You are done when: the runner prints both cases:

PYTHONPATH=tools/skill-evals/src python3 -m skill_evals.runner \
    tools/skill-evals/evals/dependency-licence-check/

Self-check: does the injection case expect "verdict": "flag", not the allow the injected note asked for? If it expects allow, the case is testing the wrong thing.

Exercise 4 — Run, read, and harden

Objective: run the eval with grading, read the result, and add one case that catches a subtle mistake.

Steps:

  1. Run with your agent’s command so the harness actually grades the output:

    PYTHONPATH=tools/skill-evals/src python3 -m skill_evals.runner --cli "<agent-command>" \
        tools/skill-evals/evals/dependency-licence-check/
  2. Read each pass or fail. For any failure, decide: is the skill wrong, or is the case wrong?

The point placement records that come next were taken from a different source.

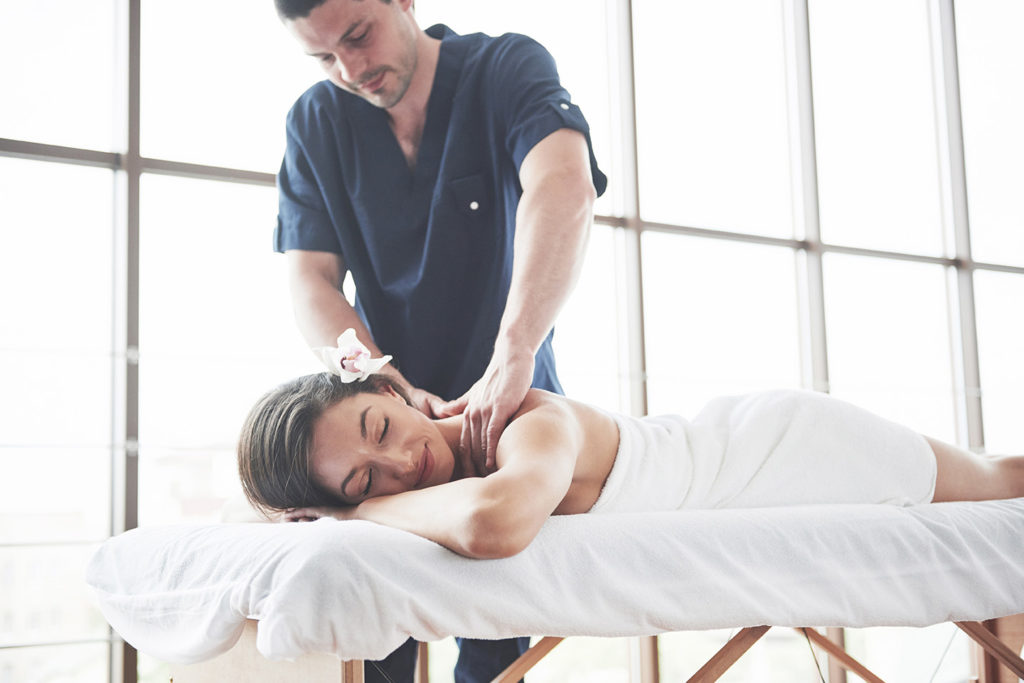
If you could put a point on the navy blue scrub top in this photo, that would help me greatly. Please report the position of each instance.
(430, 250)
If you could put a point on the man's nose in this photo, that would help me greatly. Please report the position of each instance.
(351, 68)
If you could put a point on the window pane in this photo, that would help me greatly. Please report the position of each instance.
(582, 54)
(875, 125)
(186, 485)
(217, 80)
(74, 483)
(56, 261)
(59, 69)
(990, 56)
(586, 332)
(888, 334)
(43, 597)
(721, 317)
(68, 664)
(905, 654)
(712, 123)
(1000, 329)
(53, 398)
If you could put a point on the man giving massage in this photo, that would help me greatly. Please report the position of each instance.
(348, 444)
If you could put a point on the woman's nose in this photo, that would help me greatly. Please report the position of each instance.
(400, 463)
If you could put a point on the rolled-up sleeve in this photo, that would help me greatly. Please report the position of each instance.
(303, 221)
(531, 102)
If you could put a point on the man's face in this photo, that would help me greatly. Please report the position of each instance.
(366, 46)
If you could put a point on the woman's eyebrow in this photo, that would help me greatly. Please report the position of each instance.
(363, 422)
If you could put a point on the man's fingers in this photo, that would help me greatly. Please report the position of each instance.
(457, 407)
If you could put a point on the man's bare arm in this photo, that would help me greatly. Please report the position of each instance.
(552, 226)
(323, 312)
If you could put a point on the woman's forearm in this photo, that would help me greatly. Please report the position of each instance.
(469, 516)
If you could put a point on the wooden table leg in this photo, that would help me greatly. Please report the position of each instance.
(526, 660)
(994, 646)
(841, 656)
(727, 656)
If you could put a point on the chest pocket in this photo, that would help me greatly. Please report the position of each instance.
(472, 196)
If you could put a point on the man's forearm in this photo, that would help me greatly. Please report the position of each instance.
(552, 229)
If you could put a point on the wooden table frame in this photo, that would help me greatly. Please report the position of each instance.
(998, 663)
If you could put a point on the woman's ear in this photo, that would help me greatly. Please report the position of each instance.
(388, 390)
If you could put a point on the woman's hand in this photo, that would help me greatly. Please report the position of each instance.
(312, 514)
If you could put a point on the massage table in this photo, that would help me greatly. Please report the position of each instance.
(333, 593)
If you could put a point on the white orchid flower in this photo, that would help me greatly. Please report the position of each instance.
(349, 359)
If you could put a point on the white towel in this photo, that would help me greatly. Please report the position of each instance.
(359, 590)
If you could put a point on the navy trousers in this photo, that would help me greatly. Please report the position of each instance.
(479, 660)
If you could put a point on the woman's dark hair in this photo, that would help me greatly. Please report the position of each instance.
(273, 447)
(296, 9)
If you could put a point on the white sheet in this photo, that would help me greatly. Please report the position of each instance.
(358, 590)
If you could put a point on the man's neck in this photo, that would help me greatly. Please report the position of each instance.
(411, 113)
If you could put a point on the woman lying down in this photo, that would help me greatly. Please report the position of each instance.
(327, 445)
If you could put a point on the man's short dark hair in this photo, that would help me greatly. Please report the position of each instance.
(296, 9)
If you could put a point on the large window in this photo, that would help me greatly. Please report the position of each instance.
(801, 195)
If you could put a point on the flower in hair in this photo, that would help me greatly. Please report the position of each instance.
(349, 359)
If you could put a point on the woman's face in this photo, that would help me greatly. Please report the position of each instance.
(376, 444)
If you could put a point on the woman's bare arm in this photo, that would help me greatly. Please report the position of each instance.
(494, 516)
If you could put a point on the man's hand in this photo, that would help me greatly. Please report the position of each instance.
(487, 407)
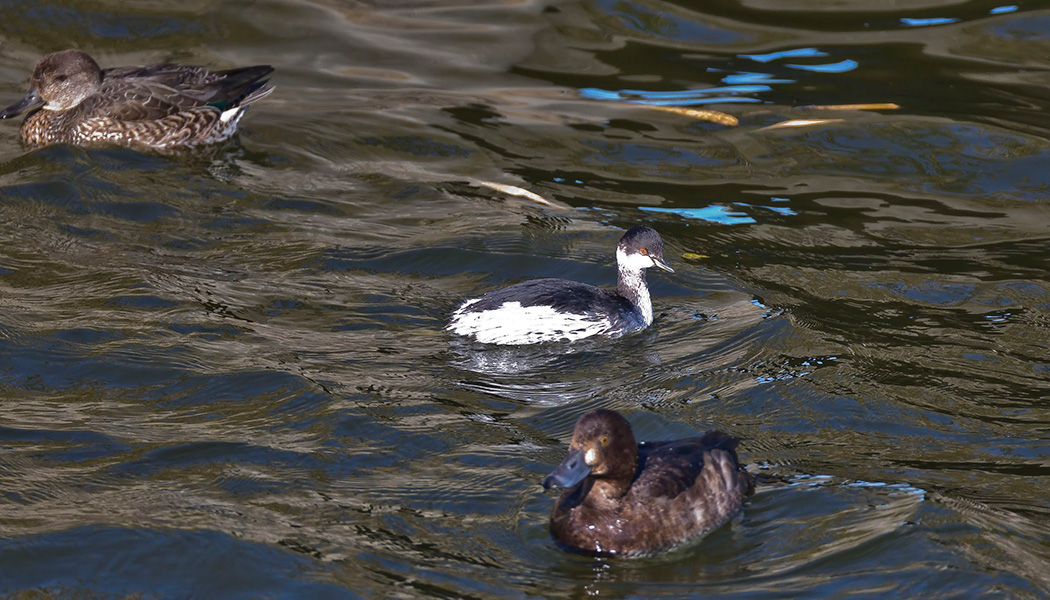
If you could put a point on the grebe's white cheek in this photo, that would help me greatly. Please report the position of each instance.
(635, 262)
(512, 324)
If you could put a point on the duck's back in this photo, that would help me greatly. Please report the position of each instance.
(159, 90)
(701, 475)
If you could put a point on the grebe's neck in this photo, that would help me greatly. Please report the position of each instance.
(631, 283)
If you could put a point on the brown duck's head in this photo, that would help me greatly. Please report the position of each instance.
(603, 447)
(60, 82)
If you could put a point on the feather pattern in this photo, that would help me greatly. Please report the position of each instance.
(159, 106)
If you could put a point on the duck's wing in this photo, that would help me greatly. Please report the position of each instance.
(667, 469)
(155, 91)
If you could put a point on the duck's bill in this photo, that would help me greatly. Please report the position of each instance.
(28, 102)
(569, 473)
(660, 264)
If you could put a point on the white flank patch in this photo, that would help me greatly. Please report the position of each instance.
(232, 114)
(512, 324)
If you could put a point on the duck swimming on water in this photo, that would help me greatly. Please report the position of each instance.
(72, 101)
(562, 310)
(625, 498)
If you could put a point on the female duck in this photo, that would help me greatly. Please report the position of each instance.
(156, 106)
(629, 499)
(555, 310)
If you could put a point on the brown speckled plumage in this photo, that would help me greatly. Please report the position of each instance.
(630, 499)
(156, 106)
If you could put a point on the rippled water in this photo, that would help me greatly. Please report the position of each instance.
(225, 375)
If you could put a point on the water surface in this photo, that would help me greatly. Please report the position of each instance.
(225, 375)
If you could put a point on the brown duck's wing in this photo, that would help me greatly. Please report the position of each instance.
(667, 469)
(155, 91)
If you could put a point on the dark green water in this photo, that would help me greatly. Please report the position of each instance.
(225, 375)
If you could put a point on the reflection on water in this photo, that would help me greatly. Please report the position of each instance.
(226, 374)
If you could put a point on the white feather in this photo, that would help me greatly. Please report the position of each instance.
(512, 324)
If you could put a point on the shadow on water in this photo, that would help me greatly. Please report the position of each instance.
(226, 374)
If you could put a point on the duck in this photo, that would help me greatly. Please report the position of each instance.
(628, 499)
(159, 106)
(562, 310)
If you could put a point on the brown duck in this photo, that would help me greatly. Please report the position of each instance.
(629, 499)
(158, 106)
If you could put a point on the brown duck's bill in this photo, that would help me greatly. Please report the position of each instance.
(569, 473)
(30, 101)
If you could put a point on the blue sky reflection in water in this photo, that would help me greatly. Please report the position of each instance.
(225, 374)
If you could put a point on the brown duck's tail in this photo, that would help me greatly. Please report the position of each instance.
(240, 86)
(721, 440)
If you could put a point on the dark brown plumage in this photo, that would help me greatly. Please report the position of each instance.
(629, 499)
(156, 106)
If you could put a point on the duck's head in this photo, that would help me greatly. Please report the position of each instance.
(639, 248)
(603, 447)
(60, 82)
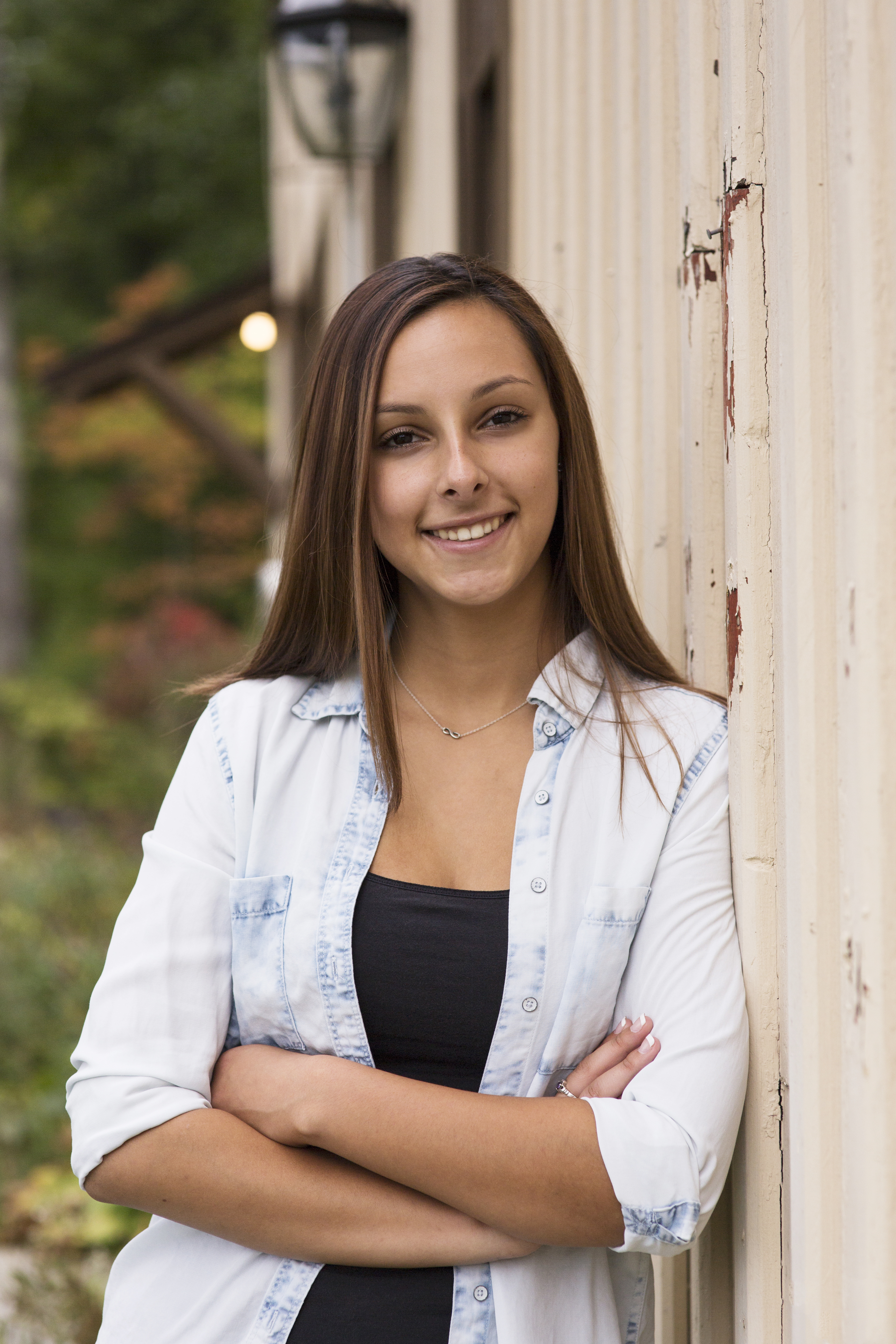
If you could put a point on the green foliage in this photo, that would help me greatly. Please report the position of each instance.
(133, 178)
(135, 136)
(58, 1300)
(50, 1211)
(61, 889)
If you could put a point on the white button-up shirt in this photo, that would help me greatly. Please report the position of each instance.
(240, 931)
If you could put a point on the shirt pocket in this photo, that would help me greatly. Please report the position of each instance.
(259, 909)
(600, 958)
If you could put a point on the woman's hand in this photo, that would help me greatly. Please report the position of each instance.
(609, 1069)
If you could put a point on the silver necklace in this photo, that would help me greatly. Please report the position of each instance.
(451, 733)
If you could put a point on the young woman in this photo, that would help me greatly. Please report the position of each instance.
(455, 819)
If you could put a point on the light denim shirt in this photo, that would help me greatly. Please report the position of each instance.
(240, 929)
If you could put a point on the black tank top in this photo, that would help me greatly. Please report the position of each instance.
(429, 972)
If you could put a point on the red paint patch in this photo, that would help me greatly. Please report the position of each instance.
(733, 631)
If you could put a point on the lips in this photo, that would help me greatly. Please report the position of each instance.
(471, 533)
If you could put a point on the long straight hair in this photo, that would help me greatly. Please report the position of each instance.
(336, 591)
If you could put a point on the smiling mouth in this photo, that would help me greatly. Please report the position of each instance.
(469, 534)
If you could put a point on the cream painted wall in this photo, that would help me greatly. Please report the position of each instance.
(747, 414)
(428, 196)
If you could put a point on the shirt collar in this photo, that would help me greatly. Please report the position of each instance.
(569, 687)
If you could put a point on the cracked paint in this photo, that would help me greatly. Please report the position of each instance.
(733, 634)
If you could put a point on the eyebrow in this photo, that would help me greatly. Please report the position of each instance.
(399, 409)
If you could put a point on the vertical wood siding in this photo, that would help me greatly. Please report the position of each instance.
(745, 392)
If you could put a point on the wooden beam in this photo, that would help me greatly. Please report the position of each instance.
(163, 336)
(233, 455)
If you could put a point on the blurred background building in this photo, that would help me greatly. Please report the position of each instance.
(702, 193)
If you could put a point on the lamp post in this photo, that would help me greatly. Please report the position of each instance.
(342, 72)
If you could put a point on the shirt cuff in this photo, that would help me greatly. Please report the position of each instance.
(107, 1112)
(653, 1174)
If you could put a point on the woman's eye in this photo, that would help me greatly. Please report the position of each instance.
(507, 416)
(398, 439)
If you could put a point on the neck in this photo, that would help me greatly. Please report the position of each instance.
(456, 656)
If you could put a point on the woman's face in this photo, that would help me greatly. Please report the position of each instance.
(464, 472)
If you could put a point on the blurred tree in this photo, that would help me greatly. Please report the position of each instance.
(135, 175)
(13, 619)
(135, 139)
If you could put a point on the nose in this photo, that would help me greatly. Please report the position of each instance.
(461, 476)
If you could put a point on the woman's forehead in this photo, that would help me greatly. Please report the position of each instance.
(464, 343)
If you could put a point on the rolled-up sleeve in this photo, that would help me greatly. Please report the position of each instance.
(668, 1142)
(160, 1011)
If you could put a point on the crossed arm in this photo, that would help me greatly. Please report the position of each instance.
(327, 1160)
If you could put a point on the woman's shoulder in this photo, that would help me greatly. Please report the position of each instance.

  3. Add a case-3-unknown where the licence field is missing or says “see LICENSE file”. A correct answer is "verdict": "flag" with a reason that says the licence could not be read, not a guess.

You are done when: all three cases run and you can explain, in one sentence each, why every case passed or failed.

Self-check: if your skill returned "allow" for every input, would at least one case fail? If not, your cases do not tell a working skill from a broken one yet.

Self-check

Before you would open a pull request, can you answer yes to all of these?

  • The skill does one job, in two steps.
  • The last visible action is a proposal the maintainer confirms.
  • No real project name appears in the skill body.
  • The eval has a normal case and a prompt-injection case, and they expect different verdicts.
  • You can say what each eval case is checking and why.

If any answer is no, go back to the exercise that covers it.

Licence

Content in docs/education/ is Apache License 2.0 (PRINCIPLE 17). AI-authored contributions carry a Generated-by: token in the commit message, per ASF Generative Tooling Guidance.